I came to like Caillebotte as I began to learn more about him. He was wealthy and painted for the pure love of it. He was also an avid photographer interested in photography and you can see the influence photography had in his paintings. In his day he was far better known as an art collector and patron than as an artist in his own right. He was the classic dilettante.

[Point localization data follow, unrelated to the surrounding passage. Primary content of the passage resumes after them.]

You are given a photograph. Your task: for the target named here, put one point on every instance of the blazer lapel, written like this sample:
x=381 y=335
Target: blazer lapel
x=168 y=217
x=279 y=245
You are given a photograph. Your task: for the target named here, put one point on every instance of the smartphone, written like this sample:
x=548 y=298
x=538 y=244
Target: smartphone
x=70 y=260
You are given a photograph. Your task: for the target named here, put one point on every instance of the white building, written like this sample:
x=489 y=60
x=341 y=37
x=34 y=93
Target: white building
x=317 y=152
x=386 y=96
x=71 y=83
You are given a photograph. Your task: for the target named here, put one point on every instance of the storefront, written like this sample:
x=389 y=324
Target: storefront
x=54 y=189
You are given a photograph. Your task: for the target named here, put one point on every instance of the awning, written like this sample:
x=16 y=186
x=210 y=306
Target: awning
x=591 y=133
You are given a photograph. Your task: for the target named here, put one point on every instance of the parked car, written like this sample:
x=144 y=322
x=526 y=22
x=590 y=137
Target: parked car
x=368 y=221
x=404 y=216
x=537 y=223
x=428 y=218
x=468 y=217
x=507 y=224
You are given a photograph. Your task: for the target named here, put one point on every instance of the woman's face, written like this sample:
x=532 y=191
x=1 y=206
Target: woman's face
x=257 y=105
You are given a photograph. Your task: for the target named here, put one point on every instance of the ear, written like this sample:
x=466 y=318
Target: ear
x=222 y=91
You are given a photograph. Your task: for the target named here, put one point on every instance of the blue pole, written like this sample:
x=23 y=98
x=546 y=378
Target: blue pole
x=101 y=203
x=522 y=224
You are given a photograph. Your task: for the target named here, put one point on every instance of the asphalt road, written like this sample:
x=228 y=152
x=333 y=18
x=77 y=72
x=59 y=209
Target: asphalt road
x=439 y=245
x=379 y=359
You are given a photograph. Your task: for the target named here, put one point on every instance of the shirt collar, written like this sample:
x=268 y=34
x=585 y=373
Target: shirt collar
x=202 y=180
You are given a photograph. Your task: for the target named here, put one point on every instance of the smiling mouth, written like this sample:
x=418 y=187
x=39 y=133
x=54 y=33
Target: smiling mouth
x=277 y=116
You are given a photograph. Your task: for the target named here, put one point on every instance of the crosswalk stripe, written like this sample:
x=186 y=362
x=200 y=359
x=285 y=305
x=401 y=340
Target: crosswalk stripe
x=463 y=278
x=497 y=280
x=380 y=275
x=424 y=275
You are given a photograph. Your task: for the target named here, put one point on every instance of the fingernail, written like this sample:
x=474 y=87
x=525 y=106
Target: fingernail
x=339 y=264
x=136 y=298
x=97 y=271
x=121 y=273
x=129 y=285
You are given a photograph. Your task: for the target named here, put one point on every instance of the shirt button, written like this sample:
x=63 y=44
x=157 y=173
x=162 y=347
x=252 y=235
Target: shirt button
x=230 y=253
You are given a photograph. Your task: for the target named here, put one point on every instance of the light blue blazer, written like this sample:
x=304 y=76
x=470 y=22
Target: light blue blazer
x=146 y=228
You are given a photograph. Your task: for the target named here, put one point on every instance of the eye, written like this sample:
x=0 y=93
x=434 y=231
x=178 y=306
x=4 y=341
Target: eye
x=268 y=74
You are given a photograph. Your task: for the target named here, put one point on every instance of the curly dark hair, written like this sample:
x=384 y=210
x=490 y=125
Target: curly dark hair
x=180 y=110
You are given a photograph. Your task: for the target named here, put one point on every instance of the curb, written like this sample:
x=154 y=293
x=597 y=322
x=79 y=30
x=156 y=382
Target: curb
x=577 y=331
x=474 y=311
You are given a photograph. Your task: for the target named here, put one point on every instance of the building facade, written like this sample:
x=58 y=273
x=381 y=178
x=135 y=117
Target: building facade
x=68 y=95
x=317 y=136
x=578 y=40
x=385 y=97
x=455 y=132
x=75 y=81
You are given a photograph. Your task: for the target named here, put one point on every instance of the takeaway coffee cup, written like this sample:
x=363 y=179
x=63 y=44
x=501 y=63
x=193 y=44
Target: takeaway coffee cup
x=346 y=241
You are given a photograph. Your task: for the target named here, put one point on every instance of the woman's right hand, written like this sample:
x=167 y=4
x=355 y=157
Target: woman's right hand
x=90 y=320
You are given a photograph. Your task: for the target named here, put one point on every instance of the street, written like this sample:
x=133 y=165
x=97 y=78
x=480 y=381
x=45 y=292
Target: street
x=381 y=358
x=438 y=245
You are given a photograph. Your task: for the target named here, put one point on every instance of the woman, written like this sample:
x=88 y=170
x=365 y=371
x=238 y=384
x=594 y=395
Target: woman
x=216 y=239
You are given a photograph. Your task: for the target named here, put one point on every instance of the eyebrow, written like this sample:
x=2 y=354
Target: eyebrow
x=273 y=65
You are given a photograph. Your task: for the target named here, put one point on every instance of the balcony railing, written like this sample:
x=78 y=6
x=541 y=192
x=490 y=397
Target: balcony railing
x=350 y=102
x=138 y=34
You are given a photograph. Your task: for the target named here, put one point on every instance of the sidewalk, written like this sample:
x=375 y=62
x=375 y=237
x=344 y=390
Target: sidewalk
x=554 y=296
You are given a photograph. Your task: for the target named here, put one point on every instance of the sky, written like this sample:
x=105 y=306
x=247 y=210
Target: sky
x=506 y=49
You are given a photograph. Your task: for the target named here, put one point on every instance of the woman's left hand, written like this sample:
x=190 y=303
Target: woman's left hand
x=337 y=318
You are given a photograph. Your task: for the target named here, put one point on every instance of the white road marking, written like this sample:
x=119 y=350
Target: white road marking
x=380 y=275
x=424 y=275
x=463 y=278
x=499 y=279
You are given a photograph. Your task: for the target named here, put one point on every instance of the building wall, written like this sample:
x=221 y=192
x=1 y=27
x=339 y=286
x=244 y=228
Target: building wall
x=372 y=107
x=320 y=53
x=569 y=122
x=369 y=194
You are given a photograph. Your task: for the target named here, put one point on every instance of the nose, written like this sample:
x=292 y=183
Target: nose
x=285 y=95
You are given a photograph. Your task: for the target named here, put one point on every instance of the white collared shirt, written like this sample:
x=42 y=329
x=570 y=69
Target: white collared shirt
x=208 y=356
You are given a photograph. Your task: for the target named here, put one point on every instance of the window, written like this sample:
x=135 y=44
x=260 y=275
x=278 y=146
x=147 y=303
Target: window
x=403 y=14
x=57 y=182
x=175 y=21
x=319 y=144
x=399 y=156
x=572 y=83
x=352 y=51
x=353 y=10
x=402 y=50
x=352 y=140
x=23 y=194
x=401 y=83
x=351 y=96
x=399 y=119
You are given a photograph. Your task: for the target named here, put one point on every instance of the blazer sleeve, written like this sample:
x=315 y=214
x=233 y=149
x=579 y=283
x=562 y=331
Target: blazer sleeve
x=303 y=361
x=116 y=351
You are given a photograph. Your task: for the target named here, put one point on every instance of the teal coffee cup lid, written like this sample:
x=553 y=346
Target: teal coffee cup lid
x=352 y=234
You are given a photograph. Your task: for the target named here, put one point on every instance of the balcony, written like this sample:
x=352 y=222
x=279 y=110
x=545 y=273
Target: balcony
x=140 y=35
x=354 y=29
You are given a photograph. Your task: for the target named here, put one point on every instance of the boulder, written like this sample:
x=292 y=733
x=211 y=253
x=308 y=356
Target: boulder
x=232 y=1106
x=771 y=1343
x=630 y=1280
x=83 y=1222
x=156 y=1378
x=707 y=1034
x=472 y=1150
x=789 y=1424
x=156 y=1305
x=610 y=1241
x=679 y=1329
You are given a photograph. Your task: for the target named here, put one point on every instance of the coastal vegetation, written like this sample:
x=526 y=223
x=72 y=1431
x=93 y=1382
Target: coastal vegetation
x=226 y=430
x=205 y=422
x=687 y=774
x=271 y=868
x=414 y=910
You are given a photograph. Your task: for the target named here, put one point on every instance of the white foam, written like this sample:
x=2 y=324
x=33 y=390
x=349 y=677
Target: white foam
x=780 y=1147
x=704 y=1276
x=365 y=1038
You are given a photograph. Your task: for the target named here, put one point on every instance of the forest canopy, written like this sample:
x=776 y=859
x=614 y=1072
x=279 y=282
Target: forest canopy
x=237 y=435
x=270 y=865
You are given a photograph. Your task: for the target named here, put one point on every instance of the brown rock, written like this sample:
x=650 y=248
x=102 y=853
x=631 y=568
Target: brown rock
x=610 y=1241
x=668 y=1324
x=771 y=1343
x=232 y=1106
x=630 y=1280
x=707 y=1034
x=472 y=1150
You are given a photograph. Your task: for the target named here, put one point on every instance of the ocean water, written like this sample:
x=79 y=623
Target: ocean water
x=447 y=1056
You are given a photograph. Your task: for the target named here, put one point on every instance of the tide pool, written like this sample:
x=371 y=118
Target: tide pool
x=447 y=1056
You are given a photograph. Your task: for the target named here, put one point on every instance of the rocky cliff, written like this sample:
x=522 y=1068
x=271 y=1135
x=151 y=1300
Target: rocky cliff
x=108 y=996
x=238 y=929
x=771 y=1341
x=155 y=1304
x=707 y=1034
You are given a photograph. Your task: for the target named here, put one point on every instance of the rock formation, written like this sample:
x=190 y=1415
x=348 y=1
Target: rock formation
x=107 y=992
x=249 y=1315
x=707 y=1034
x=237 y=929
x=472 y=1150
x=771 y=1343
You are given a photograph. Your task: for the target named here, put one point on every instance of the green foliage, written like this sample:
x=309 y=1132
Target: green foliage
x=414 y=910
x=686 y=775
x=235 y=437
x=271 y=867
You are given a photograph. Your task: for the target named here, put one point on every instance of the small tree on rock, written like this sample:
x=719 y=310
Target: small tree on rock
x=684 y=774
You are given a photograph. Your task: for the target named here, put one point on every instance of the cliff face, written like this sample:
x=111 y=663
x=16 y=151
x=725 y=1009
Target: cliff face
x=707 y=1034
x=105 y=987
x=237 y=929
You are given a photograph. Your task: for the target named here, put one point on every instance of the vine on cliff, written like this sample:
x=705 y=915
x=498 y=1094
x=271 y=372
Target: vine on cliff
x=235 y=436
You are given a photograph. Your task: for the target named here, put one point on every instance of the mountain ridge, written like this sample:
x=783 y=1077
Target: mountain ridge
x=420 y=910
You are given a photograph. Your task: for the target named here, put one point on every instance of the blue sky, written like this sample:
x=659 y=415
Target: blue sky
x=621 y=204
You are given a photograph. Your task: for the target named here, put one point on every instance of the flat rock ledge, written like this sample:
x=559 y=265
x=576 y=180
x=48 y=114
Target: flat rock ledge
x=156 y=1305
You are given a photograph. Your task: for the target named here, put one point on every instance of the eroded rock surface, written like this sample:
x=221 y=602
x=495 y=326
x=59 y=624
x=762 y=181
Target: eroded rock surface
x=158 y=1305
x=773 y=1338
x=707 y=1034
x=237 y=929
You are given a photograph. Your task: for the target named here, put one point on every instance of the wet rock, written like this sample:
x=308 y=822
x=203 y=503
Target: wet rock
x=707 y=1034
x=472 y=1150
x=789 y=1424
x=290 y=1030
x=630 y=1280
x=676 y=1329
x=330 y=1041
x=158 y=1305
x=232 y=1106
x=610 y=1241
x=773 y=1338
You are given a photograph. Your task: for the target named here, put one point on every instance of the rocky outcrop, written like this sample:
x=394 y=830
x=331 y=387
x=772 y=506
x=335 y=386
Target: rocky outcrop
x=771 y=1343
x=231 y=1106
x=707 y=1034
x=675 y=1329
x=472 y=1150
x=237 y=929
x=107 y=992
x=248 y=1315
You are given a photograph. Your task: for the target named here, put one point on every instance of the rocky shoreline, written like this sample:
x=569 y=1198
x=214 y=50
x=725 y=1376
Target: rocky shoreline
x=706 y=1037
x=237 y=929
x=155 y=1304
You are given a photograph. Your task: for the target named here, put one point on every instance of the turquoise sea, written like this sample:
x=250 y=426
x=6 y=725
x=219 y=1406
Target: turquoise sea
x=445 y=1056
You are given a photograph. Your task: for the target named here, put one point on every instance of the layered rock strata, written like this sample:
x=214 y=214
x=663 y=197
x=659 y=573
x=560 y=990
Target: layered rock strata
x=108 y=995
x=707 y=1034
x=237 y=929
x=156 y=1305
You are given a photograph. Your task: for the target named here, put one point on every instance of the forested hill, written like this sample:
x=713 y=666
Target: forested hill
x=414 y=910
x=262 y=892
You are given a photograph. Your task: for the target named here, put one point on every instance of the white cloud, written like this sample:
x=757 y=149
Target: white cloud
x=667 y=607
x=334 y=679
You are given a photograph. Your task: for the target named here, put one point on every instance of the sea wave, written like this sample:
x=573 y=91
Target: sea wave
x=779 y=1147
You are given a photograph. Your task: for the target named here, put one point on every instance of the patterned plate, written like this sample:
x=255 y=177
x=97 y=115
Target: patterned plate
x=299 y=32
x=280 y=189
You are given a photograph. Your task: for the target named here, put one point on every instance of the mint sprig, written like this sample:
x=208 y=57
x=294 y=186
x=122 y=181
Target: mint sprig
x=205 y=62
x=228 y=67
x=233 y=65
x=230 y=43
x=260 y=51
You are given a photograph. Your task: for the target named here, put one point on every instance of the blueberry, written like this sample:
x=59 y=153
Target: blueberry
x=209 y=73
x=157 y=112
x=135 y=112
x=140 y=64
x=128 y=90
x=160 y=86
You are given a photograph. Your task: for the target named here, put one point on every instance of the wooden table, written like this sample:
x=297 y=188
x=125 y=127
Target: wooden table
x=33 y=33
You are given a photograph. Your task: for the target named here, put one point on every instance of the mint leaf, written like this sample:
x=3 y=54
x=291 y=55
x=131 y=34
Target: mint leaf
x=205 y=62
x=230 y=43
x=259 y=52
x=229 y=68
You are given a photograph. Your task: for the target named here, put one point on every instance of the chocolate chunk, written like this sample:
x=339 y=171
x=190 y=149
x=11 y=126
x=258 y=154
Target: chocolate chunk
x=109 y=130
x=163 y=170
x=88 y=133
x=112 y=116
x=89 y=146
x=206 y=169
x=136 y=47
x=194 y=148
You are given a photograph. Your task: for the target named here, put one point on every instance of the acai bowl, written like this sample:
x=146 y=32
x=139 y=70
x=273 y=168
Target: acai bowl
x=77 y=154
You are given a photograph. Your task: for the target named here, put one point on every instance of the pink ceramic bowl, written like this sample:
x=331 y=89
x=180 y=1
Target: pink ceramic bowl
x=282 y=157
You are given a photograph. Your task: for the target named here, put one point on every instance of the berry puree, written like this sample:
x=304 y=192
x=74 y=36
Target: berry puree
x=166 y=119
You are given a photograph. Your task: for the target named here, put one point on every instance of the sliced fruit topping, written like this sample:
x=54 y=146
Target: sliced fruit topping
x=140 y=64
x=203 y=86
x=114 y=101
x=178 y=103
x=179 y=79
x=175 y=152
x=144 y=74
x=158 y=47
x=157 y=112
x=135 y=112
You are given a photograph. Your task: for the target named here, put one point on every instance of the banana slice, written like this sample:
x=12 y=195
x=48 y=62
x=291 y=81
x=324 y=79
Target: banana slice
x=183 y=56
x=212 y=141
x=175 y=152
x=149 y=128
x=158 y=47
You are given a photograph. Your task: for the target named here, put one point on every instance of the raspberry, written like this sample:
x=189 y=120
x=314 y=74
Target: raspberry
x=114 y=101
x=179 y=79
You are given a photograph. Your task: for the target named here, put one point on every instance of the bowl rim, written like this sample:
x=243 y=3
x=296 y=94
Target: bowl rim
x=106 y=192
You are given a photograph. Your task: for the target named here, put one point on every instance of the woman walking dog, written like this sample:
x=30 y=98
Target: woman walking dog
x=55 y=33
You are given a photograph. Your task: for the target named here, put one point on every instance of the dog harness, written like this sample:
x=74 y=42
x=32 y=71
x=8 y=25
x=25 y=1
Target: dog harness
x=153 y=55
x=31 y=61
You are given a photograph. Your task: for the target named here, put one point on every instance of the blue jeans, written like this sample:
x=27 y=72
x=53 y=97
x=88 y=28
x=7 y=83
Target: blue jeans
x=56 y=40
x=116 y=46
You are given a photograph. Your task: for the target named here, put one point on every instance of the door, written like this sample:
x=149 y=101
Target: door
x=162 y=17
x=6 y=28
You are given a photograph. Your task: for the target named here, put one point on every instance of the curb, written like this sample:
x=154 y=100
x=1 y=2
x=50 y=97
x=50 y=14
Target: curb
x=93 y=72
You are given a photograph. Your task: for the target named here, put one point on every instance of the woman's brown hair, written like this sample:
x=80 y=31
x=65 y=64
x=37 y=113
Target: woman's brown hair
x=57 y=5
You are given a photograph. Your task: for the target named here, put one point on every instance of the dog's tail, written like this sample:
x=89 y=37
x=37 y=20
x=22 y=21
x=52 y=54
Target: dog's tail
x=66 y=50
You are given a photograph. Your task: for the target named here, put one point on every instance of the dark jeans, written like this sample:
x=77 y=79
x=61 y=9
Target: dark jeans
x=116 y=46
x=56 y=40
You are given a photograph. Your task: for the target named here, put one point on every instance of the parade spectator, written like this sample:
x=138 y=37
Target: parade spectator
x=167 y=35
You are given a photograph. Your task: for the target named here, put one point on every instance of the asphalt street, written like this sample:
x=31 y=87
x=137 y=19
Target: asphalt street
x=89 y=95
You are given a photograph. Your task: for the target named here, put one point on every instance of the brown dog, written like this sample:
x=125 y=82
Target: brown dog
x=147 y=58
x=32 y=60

I was a bit surprised when I saw this painting in Chicago because I had previously not known that it was an actual painting. I’d seen the image a lot, but because no one had ever bothered to mention the painter’s name, I just assumed that it was one of those fake knock-off decorations that they sell at places like Bed, Bath, and Beyond. I thought wrong, as it turns out. and it was pretty inspiring to see it. It is, an a word, HUGE, over nine feet wide. Much bigger than those posters at Deck the Walls.

If I could paint, I could be very happy painting scenes like this one, scenes of everyday life in real and beautiful places. This way, I could leave out the things I didn’t like and I wouldn’t be distracted by ugliness and decay. Then,  if I could, I would like to sit around and drink red wine and talk art and politics and literature with my sophisticated friends. I think I’m well-suited to the life of a dilettante, I just never had the money.